On Friday’s conference call, Zeldin emphasized other policies important to the Orthodox community, from fighting the BDS movement and antisemitism at the City University of New York, to promoting school choice, and reiterated that “the first day that I’m in office in January, we will declare a crime emergency here in the state of New York, and we will suspend New York’s cashless bail law.”

Zeldin’s campaign has focused heavily on the issue of rising crime — a strategy that appears to be working, as some polls show him within single digits of the Democratic governor in a state that has not elected a Republican to statewide office since 2002.

Hochul’s ad strategy has centered on criticizing Zeldin for his pro-life position. But as polls continues to show him gaining and that the pro-life issue was not high on the list of New Yorker’s most important issues in the race, Hochul switched tactics in the past week, focusing instead on Zeldin’s support of former President Donald Trump and Zeldin’s vote in Congress to challenge the results of the 2020 election.

Asked on Friday’s call by a Hamodia reporter whether he regrets his actions surrounding Trump and whether he sees them as a liability, Zeldin replied that he was focused on more important issues.

 “While I am talking about the issues that matter most to New Yorkers,” Zeldin said, “Kathy Hochul wants to obsess over the former president?

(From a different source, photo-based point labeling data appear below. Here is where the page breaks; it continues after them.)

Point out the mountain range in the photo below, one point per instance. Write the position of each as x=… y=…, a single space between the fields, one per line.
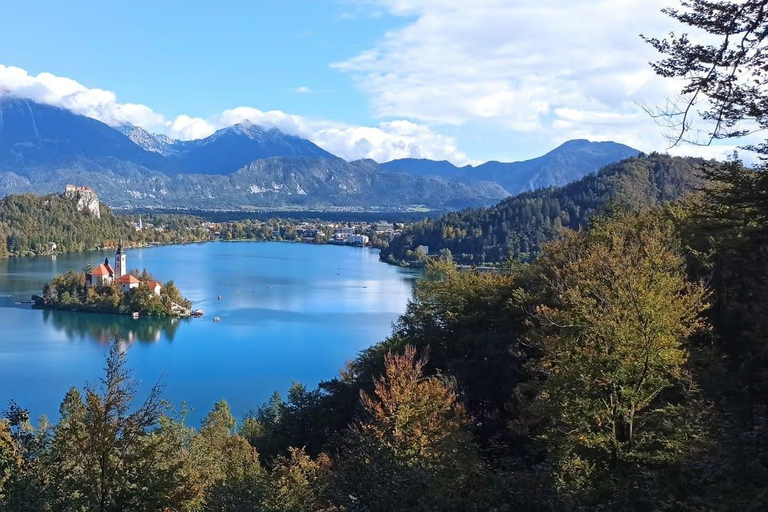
x=518 y=225
x=43 y=148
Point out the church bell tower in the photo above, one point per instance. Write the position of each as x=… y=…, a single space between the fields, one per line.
x=120 y=269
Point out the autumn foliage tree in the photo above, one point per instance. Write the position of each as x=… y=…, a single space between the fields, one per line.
x=613 y=342
x=412 y=451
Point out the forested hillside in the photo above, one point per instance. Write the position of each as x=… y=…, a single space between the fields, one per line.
x=517 y=226
x=31 y=224
x=623 y=364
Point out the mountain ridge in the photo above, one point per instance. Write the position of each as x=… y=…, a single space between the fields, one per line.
x=43 y=148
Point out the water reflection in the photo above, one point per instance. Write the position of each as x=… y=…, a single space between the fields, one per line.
x=102 y=327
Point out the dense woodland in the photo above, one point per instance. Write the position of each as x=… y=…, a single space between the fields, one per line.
x=518 y=226
x=624 y=368
x=30 y=224
x=69 y=291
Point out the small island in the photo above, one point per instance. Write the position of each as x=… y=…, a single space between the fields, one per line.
x=107 y=289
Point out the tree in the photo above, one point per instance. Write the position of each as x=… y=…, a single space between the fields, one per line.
x=106 y=452
x=613 y=342
x=413 y=450
x=726 y=74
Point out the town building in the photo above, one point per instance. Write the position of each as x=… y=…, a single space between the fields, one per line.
x=128 y=282
x=105 y=275
x=102 y=275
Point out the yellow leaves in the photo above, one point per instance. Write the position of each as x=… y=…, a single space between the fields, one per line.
x=621 y=310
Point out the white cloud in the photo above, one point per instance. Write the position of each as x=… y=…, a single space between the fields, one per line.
x=559 y=68
x=387 y=141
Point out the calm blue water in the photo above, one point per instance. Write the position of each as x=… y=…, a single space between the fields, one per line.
x=288 y=312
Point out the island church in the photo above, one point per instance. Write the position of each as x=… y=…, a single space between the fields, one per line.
x=105 y=275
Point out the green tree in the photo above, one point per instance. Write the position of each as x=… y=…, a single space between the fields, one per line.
x=613 y=340
x=106 y=451
x=723 y=67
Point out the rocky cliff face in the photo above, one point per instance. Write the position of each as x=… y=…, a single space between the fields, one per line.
x=86 y=199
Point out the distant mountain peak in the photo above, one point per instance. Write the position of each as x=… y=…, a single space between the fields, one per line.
x=153 y=142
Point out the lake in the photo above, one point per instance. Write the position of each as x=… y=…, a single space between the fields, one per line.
x=289 y=312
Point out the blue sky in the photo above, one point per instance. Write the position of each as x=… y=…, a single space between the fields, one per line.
x=444 y=79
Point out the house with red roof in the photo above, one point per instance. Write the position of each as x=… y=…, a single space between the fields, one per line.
x=128 y=282
x=105 y=275
x=155 y=286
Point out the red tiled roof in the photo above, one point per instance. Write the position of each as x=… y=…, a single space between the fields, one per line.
x=103 y=270
x=128 y=279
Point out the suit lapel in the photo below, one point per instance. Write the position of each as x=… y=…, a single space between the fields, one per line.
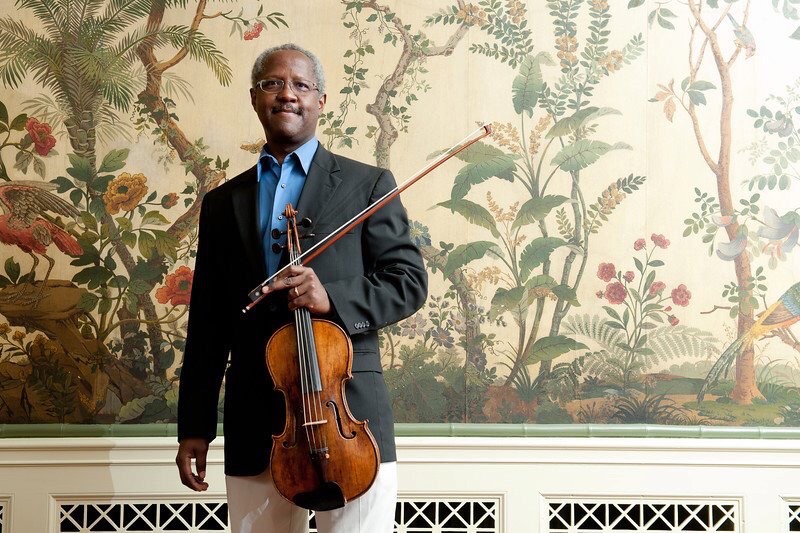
x=245 y=208
x=321 y=182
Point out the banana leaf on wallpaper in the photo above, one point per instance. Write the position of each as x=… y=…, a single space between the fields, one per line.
x=621 y=250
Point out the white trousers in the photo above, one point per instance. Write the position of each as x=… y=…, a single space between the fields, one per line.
x=255 y=506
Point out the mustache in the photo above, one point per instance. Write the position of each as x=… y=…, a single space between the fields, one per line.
x=286 y=108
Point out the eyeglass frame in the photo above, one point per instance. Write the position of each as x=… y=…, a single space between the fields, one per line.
x=283 y=83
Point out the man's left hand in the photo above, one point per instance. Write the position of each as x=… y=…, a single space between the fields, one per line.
x=304 y=289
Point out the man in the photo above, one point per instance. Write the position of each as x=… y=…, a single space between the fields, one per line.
x=371 y=277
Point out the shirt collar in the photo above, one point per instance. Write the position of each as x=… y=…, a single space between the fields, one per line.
x=304 y=154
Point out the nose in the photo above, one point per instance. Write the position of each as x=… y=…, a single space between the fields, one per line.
x=287 y=92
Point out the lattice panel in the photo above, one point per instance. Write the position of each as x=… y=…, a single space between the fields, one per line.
x=152 y=517
x=411 y=516
x=641 y=516
x=794 y=516
x=447 y=516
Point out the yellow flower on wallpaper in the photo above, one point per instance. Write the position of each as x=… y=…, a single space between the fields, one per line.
x=124 y=192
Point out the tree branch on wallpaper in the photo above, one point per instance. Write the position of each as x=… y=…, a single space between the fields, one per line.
x=103 y=330
x=724 y=37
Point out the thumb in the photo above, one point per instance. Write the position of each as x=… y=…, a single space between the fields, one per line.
x=201 y=465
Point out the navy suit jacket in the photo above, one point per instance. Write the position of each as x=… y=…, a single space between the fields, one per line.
x=374 y=276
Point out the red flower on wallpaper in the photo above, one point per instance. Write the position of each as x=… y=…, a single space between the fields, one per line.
x=606 y=271
x=616 y=293
x=41 y=134
x=681 y=295
x=177 y=287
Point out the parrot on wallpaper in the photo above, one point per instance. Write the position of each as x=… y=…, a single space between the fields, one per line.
x=782 y=314
x=744 y=38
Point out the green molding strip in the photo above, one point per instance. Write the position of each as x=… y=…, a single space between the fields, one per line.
x=435 y=430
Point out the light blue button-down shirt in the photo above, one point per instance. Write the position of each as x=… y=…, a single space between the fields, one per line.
x=279 y=185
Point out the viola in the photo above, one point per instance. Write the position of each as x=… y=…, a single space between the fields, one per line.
x=324 y=457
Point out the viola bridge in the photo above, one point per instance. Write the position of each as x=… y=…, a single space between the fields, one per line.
x=315 y=423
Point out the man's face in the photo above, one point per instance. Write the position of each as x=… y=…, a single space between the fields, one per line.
x=289 y=119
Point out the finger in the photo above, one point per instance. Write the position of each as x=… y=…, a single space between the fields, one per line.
x=200 y=464
x=185 y=471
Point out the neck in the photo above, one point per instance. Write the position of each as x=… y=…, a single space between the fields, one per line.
x=280 y=150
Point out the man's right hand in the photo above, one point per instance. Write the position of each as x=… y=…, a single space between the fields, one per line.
x=197 y=449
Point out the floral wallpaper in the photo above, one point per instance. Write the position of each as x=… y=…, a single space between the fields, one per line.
x=622 y=249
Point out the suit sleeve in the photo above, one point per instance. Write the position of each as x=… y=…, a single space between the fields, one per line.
x=207 y=340
x=394 y=284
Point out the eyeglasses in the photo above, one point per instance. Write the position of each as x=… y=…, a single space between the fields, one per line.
x=276 y=86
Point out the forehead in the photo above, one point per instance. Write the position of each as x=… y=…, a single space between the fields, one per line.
x=288 y=64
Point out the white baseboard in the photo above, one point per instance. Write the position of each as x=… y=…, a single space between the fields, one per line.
x=491 y=485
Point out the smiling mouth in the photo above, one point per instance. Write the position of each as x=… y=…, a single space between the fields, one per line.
x=286 y=109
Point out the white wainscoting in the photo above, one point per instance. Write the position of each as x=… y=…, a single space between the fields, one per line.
x=447 y=485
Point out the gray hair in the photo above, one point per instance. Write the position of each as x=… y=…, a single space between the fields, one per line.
x=258 y=65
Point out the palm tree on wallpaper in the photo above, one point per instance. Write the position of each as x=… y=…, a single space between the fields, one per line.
x=85 y=57
x=714 y=27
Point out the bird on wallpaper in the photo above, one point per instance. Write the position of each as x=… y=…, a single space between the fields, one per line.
x=782 y=314
x=744 y=38
x=25 y=224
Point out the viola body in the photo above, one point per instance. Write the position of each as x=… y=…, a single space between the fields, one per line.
x=324 y=457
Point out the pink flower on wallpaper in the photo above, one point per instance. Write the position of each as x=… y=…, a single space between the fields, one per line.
x=659 y=240
x=41 y=135
x=657 y=287
x=616 y=293
x=681 y=295
x=177 y=289
x=253 y=33
x=606 y=271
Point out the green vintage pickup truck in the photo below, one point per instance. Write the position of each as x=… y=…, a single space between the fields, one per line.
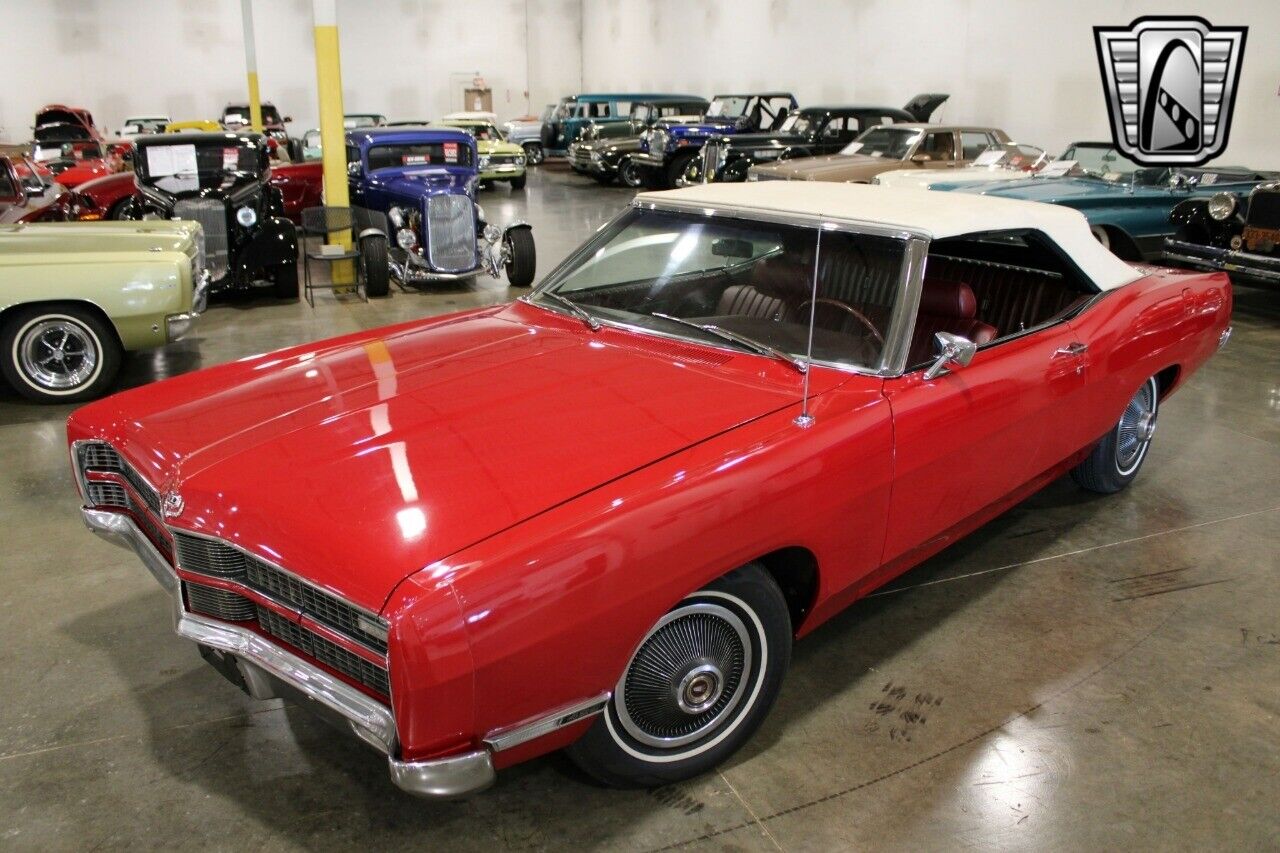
x=74 y=296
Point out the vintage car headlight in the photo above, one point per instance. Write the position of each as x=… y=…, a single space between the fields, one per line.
x=1221 y=205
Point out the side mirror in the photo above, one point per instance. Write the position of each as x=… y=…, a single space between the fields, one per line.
x=954 y=351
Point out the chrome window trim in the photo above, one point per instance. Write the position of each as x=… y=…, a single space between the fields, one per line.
x=896 y=342
x=286 y=605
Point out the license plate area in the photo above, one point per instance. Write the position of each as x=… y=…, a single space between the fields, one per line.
x=1261 y=238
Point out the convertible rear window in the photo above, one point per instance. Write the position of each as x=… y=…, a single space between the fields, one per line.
x=394 y=156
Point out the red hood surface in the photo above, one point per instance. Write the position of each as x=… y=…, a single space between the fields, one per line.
x=357 y=461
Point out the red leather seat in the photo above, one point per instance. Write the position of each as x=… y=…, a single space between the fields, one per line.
x=946 y=306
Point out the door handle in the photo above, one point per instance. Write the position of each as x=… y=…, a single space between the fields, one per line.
x=1074 y=349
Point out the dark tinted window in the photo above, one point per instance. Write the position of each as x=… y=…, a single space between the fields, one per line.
x=388 y=156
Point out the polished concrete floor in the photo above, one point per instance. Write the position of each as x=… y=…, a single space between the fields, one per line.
x=1084 y=673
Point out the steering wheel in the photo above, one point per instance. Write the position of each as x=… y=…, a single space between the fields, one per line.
x=849 y=309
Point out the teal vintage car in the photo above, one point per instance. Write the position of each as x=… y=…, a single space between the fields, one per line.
x=1128 y=206
x=76 y=296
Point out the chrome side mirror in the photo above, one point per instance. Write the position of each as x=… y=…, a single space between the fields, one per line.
x=954 y=351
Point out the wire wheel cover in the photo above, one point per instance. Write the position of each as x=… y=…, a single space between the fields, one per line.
x=686 y=678
x=1137 y=427
x=58 y=354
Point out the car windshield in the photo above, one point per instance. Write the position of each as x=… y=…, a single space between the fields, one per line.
x=887 y=142
x=240 y=115
x=1100 y=162
x=798 y=123
x=186 y=167
x=749 y=284
x=481 y=132
x=727 y=106
x=414 y=154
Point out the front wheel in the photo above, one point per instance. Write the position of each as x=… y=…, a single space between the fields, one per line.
x=521 y=256
x=59 y=354
x=630 y=174
x=1115 y=461
x=696 y=687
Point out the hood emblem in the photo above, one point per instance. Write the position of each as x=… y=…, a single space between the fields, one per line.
x=170 y=505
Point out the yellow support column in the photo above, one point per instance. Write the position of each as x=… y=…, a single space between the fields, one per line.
x=332 y=135
x=255 y=100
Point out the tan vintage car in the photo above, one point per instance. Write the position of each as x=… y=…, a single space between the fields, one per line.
x=888 y=146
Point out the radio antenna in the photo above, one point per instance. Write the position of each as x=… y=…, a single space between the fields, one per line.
x=804 y=419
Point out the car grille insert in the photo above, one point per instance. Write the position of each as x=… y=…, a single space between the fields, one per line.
x=329 y=653
x=451 y=238
x=220 y=560
x=211 y=215
x=1265 y=209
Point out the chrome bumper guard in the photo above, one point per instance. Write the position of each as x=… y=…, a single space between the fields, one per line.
x=270 y=671
x=1264 y=268
x=178 y=324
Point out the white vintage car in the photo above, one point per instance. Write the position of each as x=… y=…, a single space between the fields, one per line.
x=1002 y=162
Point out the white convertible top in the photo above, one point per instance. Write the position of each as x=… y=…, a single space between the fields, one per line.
x=933 y=214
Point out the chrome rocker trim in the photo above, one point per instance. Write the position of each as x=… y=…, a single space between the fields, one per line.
x=266 y=666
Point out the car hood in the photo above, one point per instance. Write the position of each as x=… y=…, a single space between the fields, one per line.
x=417 y=181
x=359 y=461
x=51 y=242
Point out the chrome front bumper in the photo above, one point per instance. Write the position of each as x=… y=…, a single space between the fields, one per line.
x=1261 y=268
x=270 y=671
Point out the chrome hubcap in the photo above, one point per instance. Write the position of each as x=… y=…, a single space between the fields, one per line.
x=686 y=676
x=1137 y=427
x=58 y=354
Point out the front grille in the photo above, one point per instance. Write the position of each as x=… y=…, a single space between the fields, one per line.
x=222 y=560
x=108 y=495
x=1265 y=208
x=211 y=215
x=219 y=603
x=321 y=649
x=451 y=233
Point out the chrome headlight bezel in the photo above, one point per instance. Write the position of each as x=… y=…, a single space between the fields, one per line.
x=1221 y=205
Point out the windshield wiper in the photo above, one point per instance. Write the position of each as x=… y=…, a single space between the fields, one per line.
x=741 y=340
x=575 y=309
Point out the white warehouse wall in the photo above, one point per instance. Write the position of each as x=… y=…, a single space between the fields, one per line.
x=186 y=58
x=1029 y=68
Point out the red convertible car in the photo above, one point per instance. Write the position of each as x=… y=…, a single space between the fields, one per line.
x=595 y=518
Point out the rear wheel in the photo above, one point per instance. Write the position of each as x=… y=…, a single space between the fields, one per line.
x=696 y=688
x=1115 y=461
x=59 y=354
x=521 y=258
x=373 y=258
x=284 y=281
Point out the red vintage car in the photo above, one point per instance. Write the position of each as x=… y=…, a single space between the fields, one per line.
x=597 y=518
x=300 y=185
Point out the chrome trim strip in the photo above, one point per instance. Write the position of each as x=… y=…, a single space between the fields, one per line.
x=525 y=731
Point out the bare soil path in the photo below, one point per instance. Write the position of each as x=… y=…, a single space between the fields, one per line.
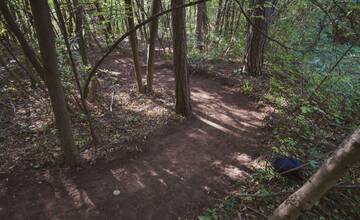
x=186 y=167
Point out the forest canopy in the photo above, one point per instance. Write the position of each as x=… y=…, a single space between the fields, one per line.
x=186 y=107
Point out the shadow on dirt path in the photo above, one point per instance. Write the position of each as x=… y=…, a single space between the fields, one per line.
x=187 y=167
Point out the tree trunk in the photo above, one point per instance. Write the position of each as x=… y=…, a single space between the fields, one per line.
x=151 y=51
x=79 y=16
x=13 y=28
x=108 y=28
x=133 y=42
x=46 y=40
x=255 y=46
x=183 y=105
x=325 y=178
x=201 y=24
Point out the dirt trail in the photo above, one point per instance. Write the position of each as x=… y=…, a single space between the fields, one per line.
x=187 y=167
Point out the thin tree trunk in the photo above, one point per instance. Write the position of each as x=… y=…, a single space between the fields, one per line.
x=325 y=178
x=256 y=41
x=79 y=17
x=76 y=73
x=183 y=104
x=42 y=19
x=151 y=51
x=200 y=23
x=13 y=27
x=133 y=42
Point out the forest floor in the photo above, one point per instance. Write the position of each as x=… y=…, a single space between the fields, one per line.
x=183 y=166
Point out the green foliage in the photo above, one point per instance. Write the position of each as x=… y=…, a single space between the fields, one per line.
x=247 y=87
x=210 y=214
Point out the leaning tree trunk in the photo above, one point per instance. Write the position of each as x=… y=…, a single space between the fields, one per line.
x=13 y=27
x=325 y=178
x=183 y=105
x=151 y=51
x=46 y=39
x=255 y=46
x=201 y=24
x=133 y=42
x=79 y=17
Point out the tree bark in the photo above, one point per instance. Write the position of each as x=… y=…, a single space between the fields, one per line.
x=255 y=46
x=325 y=178
x=151 y=51
x=46 y=40
x=133 y=42
x=183 y=105
x=201 y=24
x=79 y=17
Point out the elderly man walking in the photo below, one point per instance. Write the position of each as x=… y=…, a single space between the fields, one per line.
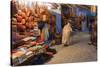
x=66 y=33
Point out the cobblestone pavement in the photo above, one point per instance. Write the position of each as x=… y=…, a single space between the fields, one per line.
x=78 y=51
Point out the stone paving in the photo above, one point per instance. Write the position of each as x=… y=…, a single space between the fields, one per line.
x=78 y=51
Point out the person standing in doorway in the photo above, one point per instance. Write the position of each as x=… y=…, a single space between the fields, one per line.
x=66 y=33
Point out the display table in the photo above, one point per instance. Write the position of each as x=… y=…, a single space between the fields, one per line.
x=26 y=51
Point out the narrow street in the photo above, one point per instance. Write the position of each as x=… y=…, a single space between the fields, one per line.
x=78 y=51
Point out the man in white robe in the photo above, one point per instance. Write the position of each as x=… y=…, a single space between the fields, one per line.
x=66 y=34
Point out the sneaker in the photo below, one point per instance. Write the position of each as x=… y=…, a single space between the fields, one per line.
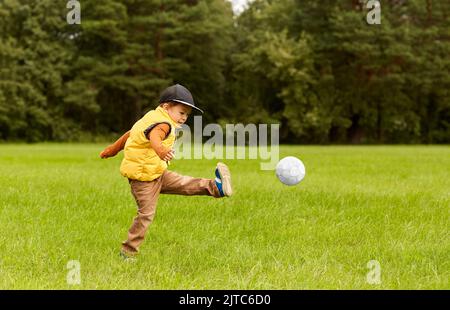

Every single day that she spends her day doing that is a day that I am winning a large majority of the undecided, independent-minded voter.” 

Zeldin plans to spend Sunday campaigning and meeting with community leaders in the heavily Orthodox neighborhoods of Midwood, Boro Park and Williamsburg. Rav Reisman will officially announce his endorsement Sunday, and the campaign said it expects further endorsements in the community that day as well.

Click here to read Hamodia’s April interview with Zeldin.

Hochul has not granted Hamodia an interview despite repeated requests.